Although the store-in-store concept is not new to retail, it has seen an increase in popularity as retailers consolidate smaller brands and businesses, and brick-and-mortar retail contends with e-commerce. Some brands have also merged, combining their products, employees, logistics and resources to stay in business. An example we all may be familiar with is a branded coffee shop like Starbucks within a clothing or food store like Macy’s; or a beauty retailer such as Sephora having an in-store kiosk for JCPenney. According to a Mastercard study, “to increase offerings to customers” came in as the top reason for stores joining forces at 33%. To consolidate resources and to increase foot traffic came in second at 25%.


Marketplaces are the new ground zero


Department stores used to be the original playground for consumers to search for new brands; to compare products and to enjoy the endless amounts of choice. However, an online marketplace could be compared to an entire mall with all the options of various stores and categories. 

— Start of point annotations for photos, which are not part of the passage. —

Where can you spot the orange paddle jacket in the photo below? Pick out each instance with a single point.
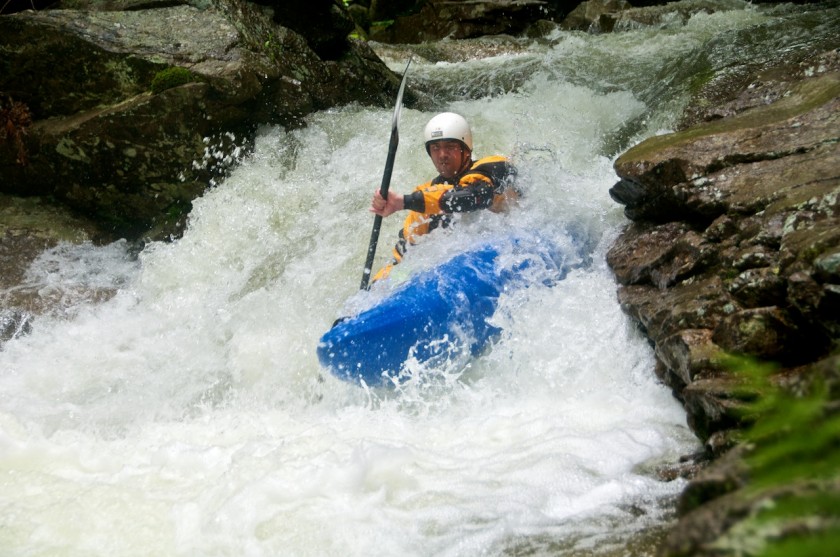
(486, 184)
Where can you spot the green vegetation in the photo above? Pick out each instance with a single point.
(171, 77)
(793, 467)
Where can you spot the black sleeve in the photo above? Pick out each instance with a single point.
(478, 195)
(415, 202)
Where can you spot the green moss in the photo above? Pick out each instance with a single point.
(171, 77)
(792, 468)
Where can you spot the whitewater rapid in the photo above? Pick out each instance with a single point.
(188, 415)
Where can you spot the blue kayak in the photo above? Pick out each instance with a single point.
(437, 314)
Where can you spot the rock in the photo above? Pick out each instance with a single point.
(594, 16)
(734, 249)
(461, 20)
(711, 169)
(106, 144)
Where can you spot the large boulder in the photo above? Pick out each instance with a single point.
(461, 19)
(734, 249)
(135, 108)
(736, 236)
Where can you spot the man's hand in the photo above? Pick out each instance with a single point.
(384, 207)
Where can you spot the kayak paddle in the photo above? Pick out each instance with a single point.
(386, 181)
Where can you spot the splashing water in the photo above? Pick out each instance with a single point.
(187, 414)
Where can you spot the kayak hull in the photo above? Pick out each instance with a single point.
(436, 315)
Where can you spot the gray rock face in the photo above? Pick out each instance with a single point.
(734, 249)
(134, 111)
(736, 236)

Although department stores and wholesale retailers still hold a significant place in retail, the changing face of marketplaces is evolving rapidly. In 2020, 63% of all global online spending occurred via online marketplaces; a figure that increased by 29% from the previous year. With a growth rate like that, it is easy to predict that online marketplaces will be the new go-to choice for consumers around the globe. Going forward, retail leaders will need to reconsider their approach if they are yet to enter the online marketplace arena in order to further monetise their current commercial strategies, increase their relevance, as well as their global or domestic footprint.